First, I would like everybody to know that patients and families prefer Hospital at Home whenever it's possible. It is our responsibility as providers and healthcare leaders to make sure that we do it right. We provide the right care to the right patient at the right venue, and we should include his personal, his or her personal preferences and of course, social aspects of care. I'll give you an example here. We started, we thought that people who are living alone cannot be treated at Hospital at Home. Which is actually an issue because there are many people who are living alone and on the move. We learned that some of the people who are living alone can be treated at Hospital at Home because they are self-sustained enough to provide for the food and the personal hygiene, etc and they still prefer to be at home and not to go to the hospital. So, we have to be very flexible in our thinking and make sure we do provide the right care and the safe care for the patient. And most important, we have to remember that the older people of our societies and the very old for them, the hospitals are really dangerous and to my eyes, unjustified, the hospitalization of an older person in my eyes, is malpractice.

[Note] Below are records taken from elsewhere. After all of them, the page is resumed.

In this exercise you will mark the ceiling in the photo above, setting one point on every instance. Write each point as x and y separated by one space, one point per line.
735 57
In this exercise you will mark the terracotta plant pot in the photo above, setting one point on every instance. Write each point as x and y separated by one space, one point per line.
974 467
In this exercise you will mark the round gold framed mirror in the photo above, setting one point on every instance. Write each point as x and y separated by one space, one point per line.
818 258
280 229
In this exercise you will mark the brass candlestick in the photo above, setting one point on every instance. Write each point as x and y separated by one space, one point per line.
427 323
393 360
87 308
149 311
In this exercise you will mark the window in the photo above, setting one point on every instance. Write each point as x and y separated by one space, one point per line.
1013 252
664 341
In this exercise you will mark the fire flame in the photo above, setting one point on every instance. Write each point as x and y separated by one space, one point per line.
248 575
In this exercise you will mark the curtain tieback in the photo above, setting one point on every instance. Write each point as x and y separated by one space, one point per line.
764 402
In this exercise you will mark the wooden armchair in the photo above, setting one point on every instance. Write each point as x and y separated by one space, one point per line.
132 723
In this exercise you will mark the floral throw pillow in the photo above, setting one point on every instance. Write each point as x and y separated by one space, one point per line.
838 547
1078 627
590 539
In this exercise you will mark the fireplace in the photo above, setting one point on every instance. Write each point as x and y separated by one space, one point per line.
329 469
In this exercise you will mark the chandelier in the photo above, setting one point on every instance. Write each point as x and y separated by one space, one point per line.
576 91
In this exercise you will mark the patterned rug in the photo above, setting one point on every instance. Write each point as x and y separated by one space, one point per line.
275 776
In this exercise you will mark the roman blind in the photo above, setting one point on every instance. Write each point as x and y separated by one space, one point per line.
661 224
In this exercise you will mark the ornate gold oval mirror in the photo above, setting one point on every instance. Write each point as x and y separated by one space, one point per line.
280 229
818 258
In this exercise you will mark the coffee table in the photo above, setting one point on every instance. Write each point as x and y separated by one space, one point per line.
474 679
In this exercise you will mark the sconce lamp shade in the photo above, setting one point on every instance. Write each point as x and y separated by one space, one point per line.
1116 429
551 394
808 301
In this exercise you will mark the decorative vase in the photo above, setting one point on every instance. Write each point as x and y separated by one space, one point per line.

What do you think is the value of attending WHAHC 2023?

First of all, we're going to Barcelona, and I hope the weather will be great and the city is wonderful. So that's the first we are going to meet with all the people that we missed in 2019 when we first met and Bruce called us a tribe, because all the people who came to that conference and all the people that will come in March are people who for them, Hospital at Home is in their blood. It's like freaks of Hospital at Home. So, it will be great to meet the tribe. And of course, I'll be happy to listen to peoples’ experiences, to people who worked hard and measured what they do and published, what they do, so we can be more educated and take home their ideas and results. And even though the ecosystems are so different between the countries, we are always learning from each other, and we can find new ideas to take home and to find the similarities. I think the one common trait of all the attendees of WHAHC is that all innovation is within their day to day. They innovate every time they go to a patient. They feel they need to innovate because the old ways of doing things is not enough.